By Haydn Gleed
Dot Net reader Jeff Wyatt told interacted with Jerry Lawler at a convention over the weekend Lawler let claimed that there will be two monthly pay-per-views (or live network specials) per month with the exception of the Royal Rumble, WrestleMania, SummerSlam, and Survivor Series. Immediately, there seemed to be a very mixed reaction to this on both ends of the scale from the great more wrestling and live shows to concerns of over saturation.
After initially feeling extremely negative regarding the brand split, I’ve now settled on a let’s wait and see approach. I find myself sitting in a similar position when it comes to the idea of WWE running two pay-per-views most months. Having lived through the concept previously, I remember for every Eddie Guerrero against Brock Lesnar at No Way Out 2004 moment, there are twenty Undertaker putting Paul Bearer in concrete at the Great American Bash moments. The first time around, it simply didn’t work and there are a million reasons for that. A number of those issues are still applicable today (over saturation, weak main event roster, etc.), but instead of dwelling on the possible negatives, let’s look at three differences this time around that could lead to more success with this concept.
1. The Network Even though it’s only two and a half years since the network launched, it feels strange thinking of a time without it. The biggest plus that WWE has got going for them this time around is that viewers have the control to watch when they want instead of feeling that every two weeks they are slaves to their sofa if they want to consume everything that WWE are throwing at them. Viewers will be able to watch part of the show live, and then some more the next day on their commute and finish it off before Raw. Or they can simply wait until they hear the reaction to the show and pick and choose what they watch from the show.
Added to this, is the opportunity for WWE to change up their PPV/Specials model as to not overexpose the product. Brian Fritz from Betweentheropes.com joined Jason Powell a couple of weeks ago on the member exclusive Dot Net Weekly audio show, and he threw out an interesting concept that I think WWE would be wise to listen too. The off brand PPV’s should be limited to two hours. By doing so, you are not having moments within the shows themselves that feel like filler. Long time fans are probably screaming, “What about In Your House PPV’s? They didn’t work.” It’s true, but my immediate argument in return would be look at the product at the time of these shows. This was a period where Clowns and Garbage Men roamed the shows, and although you had Shawn Michaels and Bret Hart at the top of the card, the rest of the shows were brutal due to the gimmicks. In 2015 and 2016, we have seen NXT successfully implement the “quality over quantity” two hour model, and I firmly believe that this would be successful if implemented on the main roster.

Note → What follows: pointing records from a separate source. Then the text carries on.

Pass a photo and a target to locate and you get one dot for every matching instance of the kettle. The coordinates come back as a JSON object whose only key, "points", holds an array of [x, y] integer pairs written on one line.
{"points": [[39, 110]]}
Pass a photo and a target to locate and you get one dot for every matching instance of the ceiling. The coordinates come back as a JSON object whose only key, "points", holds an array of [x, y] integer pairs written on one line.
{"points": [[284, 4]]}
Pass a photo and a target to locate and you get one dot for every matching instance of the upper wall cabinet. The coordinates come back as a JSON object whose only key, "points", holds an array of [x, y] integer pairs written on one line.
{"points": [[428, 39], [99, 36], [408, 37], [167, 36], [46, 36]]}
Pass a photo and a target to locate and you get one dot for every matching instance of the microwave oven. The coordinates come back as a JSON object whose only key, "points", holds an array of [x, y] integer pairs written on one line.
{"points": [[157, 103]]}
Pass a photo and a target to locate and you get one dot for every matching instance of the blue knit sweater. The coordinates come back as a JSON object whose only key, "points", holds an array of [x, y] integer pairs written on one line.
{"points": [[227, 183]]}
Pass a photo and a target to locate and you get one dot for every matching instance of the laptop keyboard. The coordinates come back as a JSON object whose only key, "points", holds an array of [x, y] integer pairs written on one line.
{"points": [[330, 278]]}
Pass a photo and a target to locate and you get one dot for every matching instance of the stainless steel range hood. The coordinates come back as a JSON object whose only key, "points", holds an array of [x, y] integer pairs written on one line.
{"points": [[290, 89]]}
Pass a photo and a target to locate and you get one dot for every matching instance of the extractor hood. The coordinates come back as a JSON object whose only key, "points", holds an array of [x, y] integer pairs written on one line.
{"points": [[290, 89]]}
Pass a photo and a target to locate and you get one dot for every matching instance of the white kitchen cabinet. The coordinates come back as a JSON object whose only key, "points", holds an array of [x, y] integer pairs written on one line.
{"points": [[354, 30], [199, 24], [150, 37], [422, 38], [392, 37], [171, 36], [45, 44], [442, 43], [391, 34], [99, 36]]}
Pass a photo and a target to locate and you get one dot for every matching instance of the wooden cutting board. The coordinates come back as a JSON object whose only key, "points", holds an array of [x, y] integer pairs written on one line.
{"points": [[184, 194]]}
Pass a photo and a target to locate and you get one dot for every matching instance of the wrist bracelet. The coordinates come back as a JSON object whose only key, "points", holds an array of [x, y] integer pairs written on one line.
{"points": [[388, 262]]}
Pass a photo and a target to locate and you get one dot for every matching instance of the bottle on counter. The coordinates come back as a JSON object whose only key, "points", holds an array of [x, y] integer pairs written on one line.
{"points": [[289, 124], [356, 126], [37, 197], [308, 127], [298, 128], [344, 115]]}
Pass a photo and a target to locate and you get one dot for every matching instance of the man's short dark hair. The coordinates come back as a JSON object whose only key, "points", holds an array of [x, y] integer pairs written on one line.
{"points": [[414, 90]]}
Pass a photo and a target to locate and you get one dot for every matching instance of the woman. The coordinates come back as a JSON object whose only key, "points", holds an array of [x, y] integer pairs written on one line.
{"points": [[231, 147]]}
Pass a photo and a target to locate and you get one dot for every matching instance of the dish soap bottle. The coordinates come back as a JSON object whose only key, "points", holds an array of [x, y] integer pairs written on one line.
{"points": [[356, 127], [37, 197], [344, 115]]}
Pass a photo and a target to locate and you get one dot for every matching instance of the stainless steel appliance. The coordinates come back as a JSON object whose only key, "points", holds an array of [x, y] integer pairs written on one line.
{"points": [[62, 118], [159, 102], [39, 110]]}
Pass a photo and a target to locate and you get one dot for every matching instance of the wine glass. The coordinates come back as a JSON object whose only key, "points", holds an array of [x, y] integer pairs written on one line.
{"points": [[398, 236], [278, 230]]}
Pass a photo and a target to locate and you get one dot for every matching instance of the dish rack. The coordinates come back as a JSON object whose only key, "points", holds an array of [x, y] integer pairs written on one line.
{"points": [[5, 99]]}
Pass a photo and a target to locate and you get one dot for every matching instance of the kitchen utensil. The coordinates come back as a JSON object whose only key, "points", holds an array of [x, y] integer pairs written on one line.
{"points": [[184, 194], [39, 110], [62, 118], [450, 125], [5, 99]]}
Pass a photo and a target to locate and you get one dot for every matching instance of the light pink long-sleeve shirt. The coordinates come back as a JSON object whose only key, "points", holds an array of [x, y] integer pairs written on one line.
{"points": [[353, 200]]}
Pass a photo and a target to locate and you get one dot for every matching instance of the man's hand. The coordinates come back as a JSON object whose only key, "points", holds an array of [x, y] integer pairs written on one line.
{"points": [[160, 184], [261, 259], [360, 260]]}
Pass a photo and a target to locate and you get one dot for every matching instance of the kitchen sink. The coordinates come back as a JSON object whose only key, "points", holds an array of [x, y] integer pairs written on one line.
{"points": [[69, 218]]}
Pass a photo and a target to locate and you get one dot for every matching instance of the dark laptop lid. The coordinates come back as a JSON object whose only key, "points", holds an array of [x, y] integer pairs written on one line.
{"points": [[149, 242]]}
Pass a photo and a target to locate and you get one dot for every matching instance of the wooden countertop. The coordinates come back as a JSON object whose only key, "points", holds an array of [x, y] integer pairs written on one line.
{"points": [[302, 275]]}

2. The Price This is the biggest plus for the people as tight with money as I am. I’m sure the American readers amongst you will be able to tell me the cost of a PPV during the last brand split, but for me personally here in the UK it was £20 (roughly $30) per show, so paying that twice a month was torture for me. Now, for the same price that I am currently paying for the network, I will be in theory getting double the product. Obviously, you have to take into consideration whether the product will be watered down and if you are getting the same amount of quality over two shows etc, but that will be judged once the split occurs. For now, part of me is looking forward to double the bang for my buck.
3. The Talent One factor that I don’t feel gets talked about enough when having a conversation about the failure of the last talent split is John Laurinaitis. For newer fans who are not familiar with that name or only know him as the Bella twins’ stepfather, in the context of my point, he was the vice president of talent relations, taking over the job from Jim Ross around the time of the last roster split. He is also widely blamed for the influx of over pushed big men talent that were called up from WWE’s developmental system at the time. wrestlers such as Luther Reigns and John Heidenreich were called up despite clearly not being ready for the super pushes they were about to receive. The reason behind the call ups? Although it was never confirmed, the popular theory reported at the time was John was simply calling up these impressive specimen of guys to carry favor with Vince McMahon, who has in the past been accused (and has clearly been guilty over the years) of favoring bigger, more muscular wreslters.
This time around, although that bias may still be there, there is a feeling that it is no longer a as much of a hindrance if a wrestler is smaller than what McMahon would be used to, which in turn means there will be no favoritism on who gets called up from NXT. Speaking of NXT, there is essentially a roster of wrestlers who are ready for the main roster now, which means you have roughly ten men and women who could be plugged straight into Smackdown or Raw. Granted not all of them are going to be called up, but there shouldn’t be as much of a bias towards calling up not ready big men over talented smaller guys or women and decreasing the quality of the product.
So there are three strong reasons as to why this split will be different and could potentially work. I feel that with three hours of live Raw and two hours of live Smackdown each week (as well as countless new material on the network), WWE should go with brand specific network specials every other month. This would allow feuds to play out over a two month period, and lead to more excitement about each show. With that being said, I am looking at this decision, if that is indeed the way they go, in a half glass full manner and not simply writing off the idea simply because it failed in the past. Am I right to think that? Time will tell.